Filosofía, especie y sistemática: Summarizing branch lengths in phylogenies

Phylogenetic trees are a way to represent the evolutionary relationships of organisms; using them in biology is very broad. On numerous occasions phylogenetic analyzes yield more than a phylogenetic reconstruction, the task of deciding how to represent all this variety of results can be complicated.

However, the overwhelming majority of attempts are carried out on trees branches whose length is despised. Take into account the length of the branches makes sense in statistical reconstruction methods, however the significance of these is difficult to determine. As an alternative to this deficiency one could take a measure of central tendency, the mean (average) or median of the branch lengths of all the alternative reconstructions. Felsenstein (2004) argues that one could choose as a parameter the median length of the branches on a tree consensus, however, there are problems when the clade of interest is not present in all the trees.

Take for example the case of support measures. Usually we see how the bootstrap values and posterior probability are reported in the product trees ML and Bayesian Inference. But where exactly are these trees and branches lengths?

In Maximum Likelihood the result is a point estimate, the tree with the highest likelihood value. To take into account the confidence limits is generally used resampling matrix using bootstrap. The results are a measure of support from each of the internal nodes. Typically the Maximum Likelihood tree is reported and in it is annotated the node frequencies in the bootstrap replicates.

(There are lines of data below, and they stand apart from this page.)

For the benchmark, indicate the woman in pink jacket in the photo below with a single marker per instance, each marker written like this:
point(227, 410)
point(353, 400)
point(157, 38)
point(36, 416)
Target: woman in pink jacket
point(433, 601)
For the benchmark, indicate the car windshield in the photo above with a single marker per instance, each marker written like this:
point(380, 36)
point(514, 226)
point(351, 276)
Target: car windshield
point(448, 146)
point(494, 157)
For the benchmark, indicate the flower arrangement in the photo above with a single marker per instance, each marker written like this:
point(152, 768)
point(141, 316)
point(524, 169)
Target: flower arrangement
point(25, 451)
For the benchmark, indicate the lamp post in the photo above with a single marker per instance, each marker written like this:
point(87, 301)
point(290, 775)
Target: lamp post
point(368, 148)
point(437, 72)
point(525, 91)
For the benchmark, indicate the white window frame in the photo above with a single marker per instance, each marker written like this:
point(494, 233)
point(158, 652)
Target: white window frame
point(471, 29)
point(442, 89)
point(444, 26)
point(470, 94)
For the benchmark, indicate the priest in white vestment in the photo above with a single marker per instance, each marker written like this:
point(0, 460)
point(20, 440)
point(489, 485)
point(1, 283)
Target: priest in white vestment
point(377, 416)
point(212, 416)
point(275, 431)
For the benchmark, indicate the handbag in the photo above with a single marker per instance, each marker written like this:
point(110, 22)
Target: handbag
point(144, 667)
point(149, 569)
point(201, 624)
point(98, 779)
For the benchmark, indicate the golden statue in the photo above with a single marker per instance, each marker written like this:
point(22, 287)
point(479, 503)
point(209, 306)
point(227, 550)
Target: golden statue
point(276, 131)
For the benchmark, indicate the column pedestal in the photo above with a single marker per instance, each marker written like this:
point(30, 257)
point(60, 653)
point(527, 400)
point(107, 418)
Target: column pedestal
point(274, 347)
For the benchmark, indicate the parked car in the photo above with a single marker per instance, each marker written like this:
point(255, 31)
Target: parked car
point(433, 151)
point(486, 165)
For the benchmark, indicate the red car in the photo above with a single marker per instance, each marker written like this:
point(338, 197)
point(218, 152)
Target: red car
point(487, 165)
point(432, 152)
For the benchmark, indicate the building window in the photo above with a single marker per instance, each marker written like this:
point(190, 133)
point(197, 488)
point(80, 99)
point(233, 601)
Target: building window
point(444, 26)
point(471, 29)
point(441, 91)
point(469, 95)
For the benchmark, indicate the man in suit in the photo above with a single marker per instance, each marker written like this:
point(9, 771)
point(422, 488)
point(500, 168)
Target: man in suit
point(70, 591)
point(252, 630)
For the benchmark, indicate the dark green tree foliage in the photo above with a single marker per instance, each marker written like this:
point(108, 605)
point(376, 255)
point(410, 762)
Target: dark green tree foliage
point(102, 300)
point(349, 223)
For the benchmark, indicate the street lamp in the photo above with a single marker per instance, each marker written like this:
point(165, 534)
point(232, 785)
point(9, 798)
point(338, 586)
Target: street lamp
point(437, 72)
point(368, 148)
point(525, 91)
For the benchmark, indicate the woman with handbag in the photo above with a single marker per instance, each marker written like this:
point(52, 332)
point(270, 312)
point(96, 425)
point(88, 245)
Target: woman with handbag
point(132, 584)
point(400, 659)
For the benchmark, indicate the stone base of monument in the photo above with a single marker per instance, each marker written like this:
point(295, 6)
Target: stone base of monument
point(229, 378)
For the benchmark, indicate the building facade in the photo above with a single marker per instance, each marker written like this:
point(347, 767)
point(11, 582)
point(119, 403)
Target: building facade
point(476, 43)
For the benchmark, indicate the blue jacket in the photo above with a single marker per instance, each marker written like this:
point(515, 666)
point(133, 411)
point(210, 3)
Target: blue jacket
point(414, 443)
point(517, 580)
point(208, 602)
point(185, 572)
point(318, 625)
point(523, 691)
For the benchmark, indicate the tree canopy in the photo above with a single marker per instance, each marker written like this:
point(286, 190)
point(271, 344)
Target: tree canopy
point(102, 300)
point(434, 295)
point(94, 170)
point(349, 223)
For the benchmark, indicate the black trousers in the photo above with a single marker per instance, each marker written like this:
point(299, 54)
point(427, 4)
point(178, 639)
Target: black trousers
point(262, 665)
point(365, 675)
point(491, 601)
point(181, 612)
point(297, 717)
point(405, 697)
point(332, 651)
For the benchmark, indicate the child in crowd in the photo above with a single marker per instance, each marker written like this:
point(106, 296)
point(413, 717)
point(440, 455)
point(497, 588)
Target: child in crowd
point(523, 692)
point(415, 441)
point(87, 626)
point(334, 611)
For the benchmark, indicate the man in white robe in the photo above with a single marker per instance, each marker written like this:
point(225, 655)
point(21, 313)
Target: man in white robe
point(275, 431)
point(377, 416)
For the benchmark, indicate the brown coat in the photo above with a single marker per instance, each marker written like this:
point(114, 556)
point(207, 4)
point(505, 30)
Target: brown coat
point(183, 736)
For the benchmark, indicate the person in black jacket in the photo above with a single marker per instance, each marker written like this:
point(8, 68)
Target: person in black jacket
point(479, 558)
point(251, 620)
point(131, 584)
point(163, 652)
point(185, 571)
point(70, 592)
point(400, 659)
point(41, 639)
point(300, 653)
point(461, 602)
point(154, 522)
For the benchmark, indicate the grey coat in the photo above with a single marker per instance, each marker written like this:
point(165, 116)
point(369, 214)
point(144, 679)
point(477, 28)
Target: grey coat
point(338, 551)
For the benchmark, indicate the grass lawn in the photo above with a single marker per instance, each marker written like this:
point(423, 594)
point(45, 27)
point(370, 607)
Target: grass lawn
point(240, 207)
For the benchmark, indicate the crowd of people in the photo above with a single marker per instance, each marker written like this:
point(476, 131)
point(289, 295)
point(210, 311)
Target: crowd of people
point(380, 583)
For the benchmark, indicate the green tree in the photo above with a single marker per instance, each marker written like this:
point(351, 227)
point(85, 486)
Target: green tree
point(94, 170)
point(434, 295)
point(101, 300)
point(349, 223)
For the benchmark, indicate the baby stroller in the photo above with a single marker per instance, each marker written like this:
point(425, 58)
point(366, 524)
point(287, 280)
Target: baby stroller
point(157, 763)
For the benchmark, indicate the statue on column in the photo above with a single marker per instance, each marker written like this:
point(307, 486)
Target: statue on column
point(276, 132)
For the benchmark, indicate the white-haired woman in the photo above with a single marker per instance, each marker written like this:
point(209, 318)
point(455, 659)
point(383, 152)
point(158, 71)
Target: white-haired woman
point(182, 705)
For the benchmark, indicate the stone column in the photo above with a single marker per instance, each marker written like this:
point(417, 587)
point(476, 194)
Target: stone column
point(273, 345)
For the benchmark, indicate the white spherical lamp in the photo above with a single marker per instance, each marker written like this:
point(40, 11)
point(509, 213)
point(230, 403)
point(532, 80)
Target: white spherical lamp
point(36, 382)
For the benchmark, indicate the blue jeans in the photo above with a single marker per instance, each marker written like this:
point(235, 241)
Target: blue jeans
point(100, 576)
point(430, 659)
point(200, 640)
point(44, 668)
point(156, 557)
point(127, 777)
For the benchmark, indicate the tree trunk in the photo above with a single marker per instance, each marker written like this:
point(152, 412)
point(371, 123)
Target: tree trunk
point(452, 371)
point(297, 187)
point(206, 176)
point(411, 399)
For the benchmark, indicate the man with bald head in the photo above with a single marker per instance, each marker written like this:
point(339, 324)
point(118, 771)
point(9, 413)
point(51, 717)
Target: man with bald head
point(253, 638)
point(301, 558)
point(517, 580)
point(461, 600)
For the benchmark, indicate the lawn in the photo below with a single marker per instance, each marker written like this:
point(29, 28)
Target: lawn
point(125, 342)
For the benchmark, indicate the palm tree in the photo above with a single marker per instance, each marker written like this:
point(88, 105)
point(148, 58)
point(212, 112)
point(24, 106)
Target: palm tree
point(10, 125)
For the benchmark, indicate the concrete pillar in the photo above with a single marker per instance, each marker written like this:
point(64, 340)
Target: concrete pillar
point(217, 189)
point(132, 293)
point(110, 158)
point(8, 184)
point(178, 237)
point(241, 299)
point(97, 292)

More complex Bayesian inference analysis in during each of the generations a different tree algorithm according to MCMC is sampled. What you get is a posterior distribution of trees rather than a single point estimate. This fact makes a representation to be obtained of the set of trees sampled.

The two software most used in Bayesian inference in phylogeny are MRBAYES (Ronquist and Huelsenbeck,2003) and Beast (Drummond et al, 2012) ; information of the run can be summarized in a single tree. MRBAYES makes a majority rule consensus of compatible trees and if the branch lengths values have been saved, the average branch lengths and their variance.. This tree can, in some cases, have not been found during the search conducted.

Beast, meanwhile, has a his own software to summarize the results of the trees: Treeannotator. The default option for this utility is to produce a tree that maximizes the product of the posterior probability of bipartitions, called as maximum clade credibility tree. The branch length which is taken may be the mean, median, common ancestror heigths (hereafter ca) or maintain the target tree heigths. Helet and Buckaert (2013) show as there is no single methodology for summarizing tree that maximizes the posterior probability of the clades and at the same time, has good branch lengths using different metrics.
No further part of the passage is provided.